暮雪的眸底瞬间由明转暗,似乎是被触及到了尘封的痛处,一股掩饰不了的失落从眼底升腾起来,淡淡的弥漫开在琥珀色的瞳子里,他却忽然笑了起来,也不转开眼睛,仍旧那么看着她,“没有为什么。有一些事情,是你不该提,也不该问的。”

他的眼底忽然一道寒光炸过,手上的匕首稳稳的往楚君的后腰刺进去,刺得极深,整片雪白的银刃完全隐没在他的身体里,恨不得连短柄也一齐刺到里面。

楚君没有表现出一丝疼痛的表情,还是那么笑笑的看着他,就好像这一刀根本不是插在他的身上,而是插在别的什么地方一样。暮雪见他没有一点痛感,也微微有些吃惊,手掌紧握住匕首,顺势将那匕首带出来,仔细观察楚君的身体的反应。一般人在抽刀时感到的痛苦十分强烈,身体会不受控制的抖动,甚至是痉挛——这个人却是像死尸一般,毫无反应。

暮雪低头看了看手里的刀刃,雪白一片,上面没有染一点血色,再看楚君身上被他刺中的伤口,一样的干净。就像什么都没发生过,根本没有血的痕迹。

回想起来,这个楚君是很奇怪,他身上有很重的熏香,像是要掩盖什么气味。而且他的脸色和肤色都是没有血色的惨白,隔得这么近,他的瞳仁里却没有任何倒影,死寂一片的深黑,好像根本不是用眼睛在看东西。

“怎么,是我知道得太多。你想杀人灭口?”楚君懒洋洋的伸展了双臂,看向苏府大门口,苏晓从里面出来。正在门口踮着脚左顾右盼,像是在等什么,他厌恶的避开视线,“可惜你杀不了我。不过你放心,我对你的事也没什么兴趣。你把书给我,我与你自然就相安无事了。”

暮雪此刻也看到了苏晓,他收了匕首,感觉手上已经冰凉了,后背也冷了起来,表情却还是冷静自若。捎带了一点寒意,“要是我不给呢?”
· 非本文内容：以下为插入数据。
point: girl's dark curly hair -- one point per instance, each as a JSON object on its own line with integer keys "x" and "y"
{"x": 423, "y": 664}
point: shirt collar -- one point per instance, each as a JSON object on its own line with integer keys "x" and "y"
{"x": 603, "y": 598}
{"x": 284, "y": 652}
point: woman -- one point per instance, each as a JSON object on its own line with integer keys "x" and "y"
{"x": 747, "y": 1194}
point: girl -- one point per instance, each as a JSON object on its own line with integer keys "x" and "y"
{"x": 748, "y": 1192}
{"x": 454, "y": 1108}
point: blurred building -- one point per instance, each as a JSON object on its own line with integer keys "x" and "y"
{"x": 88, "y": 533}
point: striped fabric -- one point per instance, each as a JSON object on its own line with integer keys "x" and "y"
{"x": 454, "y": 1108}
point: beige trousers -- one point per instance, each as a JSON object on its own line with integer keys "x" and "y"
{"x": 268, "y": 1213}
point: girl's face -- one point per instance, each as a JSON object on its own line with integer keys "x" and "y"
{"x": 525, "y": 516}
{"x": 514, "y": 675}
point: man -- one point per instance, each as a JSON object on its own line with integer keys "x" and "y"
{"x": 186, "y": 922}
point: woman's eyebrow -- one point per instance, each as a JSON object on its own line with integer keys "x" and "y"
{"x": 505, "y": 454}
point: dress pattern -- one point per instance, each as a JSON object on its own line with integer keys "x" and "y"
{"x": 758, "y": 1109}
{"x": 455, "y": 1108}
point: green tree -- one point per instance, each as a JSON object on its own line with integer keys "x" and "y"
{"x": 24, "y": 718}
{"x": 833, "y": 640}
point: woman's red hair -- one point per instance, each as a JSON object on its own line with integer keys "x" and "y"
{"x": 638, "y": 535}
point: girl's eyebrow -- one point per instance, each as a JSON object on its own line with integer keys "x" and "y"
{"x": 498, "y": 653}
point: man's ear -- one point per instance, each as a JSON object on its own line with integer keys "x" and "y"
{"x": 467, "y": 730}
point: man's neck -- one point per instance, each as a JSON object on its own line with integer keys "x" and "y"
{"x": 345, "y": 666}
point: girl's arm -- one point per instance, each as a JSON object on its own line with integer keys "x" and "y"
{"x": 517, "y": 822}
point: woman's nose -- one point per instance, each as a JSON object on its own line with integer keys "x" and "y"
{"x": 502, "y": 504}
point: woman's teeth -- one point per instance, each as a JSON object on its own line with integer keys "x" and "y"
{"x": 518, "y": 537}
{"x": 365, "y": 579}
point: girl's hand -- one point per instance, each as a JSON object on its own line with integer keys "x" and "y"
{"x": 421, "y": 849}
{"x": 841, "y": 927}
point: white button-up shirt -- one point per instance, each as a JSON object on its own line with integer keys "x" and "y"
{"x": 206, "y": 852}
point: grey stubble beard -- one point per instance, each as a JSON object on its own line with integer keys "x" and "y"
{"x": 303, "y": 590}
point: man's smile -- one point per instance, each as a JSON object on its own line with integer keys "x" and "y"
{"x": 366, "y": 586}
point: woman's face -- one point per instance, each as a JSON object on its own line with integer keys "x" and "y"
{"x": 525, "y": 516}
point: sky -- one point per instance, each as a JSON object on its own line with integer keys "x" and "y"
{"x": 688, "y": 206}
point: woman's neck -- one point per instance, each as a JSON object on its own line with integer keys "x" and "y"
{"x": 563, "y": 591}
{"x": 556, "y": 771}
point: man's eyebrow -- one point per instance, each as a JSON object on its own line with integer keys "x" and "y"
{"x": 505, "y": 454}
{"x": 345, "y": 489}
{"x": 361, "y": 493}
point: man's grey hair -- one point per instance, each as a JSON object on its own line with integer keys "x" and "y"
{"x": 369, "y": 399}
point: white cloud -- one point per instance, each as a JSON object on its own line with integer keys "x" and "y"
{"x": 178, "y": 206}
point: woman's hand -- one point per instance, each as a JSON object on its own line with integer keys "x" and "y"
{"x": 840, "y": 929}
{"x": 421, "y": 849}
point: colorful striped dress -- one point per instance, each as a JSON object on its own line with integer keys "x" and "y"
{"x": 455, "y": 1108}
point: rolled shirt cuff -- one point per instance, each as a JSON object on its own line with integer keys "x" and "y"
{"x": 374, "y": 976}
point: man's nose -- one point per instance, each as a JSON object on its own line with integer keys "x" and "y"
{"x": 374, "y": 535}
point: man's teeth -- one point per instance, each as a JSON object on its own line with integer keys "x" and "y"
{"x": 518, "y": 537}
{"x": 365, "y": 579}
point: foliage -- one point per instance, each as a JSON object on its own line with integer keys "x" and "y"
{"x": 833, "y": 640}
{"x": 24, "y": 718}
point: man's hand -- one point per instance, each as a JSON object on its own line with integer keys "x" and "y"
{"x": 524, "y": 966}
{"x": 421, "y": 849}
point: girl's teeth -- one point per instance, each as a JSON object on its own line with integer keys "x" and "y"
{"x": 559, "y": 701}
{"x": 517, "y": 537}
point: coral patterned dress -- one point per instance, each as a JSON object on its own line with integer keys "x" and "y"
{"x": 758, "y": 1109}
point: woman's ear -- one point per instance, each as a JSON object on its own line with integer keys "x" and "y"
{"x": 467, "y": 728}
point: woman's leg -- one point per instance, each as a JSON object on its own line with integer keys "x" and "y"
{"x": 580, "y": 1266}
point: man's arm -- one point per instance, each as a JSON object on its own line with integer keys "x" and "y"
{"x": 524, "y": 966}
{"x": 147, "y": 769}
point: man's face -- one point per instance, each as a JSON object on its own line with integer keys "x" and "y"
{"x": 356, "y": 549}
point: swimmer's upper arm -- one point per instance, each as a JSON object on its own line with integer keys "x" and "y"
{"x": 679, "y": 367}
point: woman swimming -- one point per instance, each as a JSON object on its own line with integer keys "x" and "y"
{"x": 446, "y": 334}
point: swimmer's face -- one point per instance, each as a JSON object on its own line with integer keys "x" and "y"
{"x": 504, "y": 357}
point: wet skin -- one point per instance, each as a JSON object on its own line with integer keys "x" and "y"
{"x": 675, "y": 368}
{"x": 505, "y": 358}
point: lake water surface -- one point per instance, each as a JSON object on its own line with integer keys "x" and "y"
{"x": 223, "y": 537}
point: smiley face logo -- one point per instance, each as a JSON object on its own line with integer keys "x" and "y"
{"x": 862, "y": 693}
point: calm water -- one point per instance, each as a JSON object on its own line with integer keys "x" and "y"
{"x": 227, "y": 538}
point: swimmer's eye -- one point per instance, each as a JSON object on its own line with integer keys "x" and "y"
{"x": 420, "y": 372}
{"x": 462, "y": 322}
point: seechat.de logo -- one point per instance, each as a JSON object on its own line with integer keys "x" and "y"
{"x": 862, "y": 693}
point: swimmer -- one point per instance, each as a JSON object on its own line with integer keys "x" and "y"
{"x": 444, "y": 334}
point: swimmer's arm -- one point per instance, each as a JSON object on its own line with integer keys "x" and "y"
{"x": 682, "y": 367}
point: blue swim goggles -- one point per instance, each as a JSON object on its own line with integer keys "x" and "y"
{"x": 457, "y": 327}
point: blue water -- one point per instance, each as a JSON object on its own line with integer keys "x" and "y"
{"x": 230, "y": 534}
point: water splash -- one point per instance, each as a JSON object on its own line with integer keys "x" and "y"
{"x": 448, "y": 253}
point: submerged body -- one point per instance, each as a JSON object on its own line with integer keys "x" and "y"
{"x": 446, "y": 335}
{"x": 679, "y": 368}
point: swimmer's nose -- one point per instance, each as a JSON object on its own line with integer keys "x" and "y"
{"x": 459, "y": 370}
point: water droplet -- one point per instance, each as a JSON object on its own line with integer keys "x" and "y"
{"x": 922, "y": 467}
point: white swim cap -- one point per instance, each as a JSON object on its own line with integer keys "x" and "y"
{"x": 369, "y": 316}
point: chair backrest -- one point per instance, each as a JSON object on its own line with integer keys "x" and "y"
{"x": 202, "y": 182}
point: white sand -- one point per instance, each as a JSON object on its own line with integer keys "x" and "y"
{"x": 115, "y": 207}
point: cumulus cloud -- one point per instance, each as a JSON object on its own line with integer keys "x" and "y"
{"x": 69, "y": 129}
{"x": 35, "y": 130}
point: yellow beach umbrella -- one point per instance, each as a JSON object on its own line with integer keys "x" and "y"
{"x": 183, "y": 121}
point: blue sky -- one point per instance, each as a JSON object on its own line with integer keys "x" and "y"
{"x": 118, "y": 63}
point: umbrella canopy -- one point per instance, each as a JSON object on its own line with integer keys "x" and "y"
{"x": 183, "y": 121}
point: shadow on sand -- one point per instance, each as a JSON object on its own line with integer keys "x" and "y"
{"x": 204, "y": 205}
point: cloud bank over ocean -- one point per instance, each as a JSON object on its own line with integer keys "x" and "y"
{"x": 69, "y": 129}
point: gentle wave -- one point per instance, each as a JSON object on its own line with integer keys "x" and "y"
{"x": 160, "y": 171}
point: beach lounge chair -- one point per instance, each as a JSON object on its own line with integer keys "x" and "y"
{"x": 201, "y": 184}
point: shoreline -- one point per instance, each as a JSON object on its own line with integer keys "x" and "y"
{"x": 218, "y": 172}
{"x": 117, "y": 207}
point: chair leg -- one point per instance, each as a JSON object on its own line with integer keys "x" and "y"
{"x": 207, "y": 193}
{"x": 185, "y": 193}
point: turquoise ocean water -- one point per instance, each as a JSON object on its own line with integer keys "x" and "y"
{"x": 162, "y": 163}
楚君冷冷一笑,瞥眼见苏府的马车停在了门口。苏晓上了那辆马车,向着巷子口走了,他转眼看向暮雪,见他的目光一直随着那马车走远,戏笑的问。“那对不起了,我只能去告诉苏晓。你想要掩藏的小秘密。一个受家族唾弃诅咒的人,你以为她会怎么想呢?”

“你到底是什么!”暮雪警觉起来,这些事情是绝对没有别人知道的,他不可能了解得这么清楚。除非……他根本就不是人!

“你也说了,有些事你不该问。”楚君将手臂弯向后腰,手指摸到破开的衣洞,他将那薄薄的一层布扯开,手指内扣探进那个被刺穿的口子里去,一直探到了最深处。暮雪在一旁看着,只觉得喉咙里翻起一阵恶心,太阳穴紧紧的绷了起来。

“伤口不浅呵,伤脑经。”楚君一边打趣的笑,手指从伤口里扯出来的时候,还连带着模糊的肉屑,暮雪只觉得那股翻上来的恶心已经直逼口中,马上就要吐出来。

楚君抽出一方手帕,把手指擦拭干净,“你不是我讨厌的类型,现在我不会杀你。但要是再在我身上戳两个洞,那可就不好说了。”他擦净了手,将那帕子随手挂在了树枝上,“说吧,什么时候给我书?”

暮雪没有犹豫,回答他说,“书已经烧了。”

“烧了?”楚君浑身一震,表情扭曲起来,像是要扯破了脸,“你烧了那本书?你竟然敢!你怎么敢!”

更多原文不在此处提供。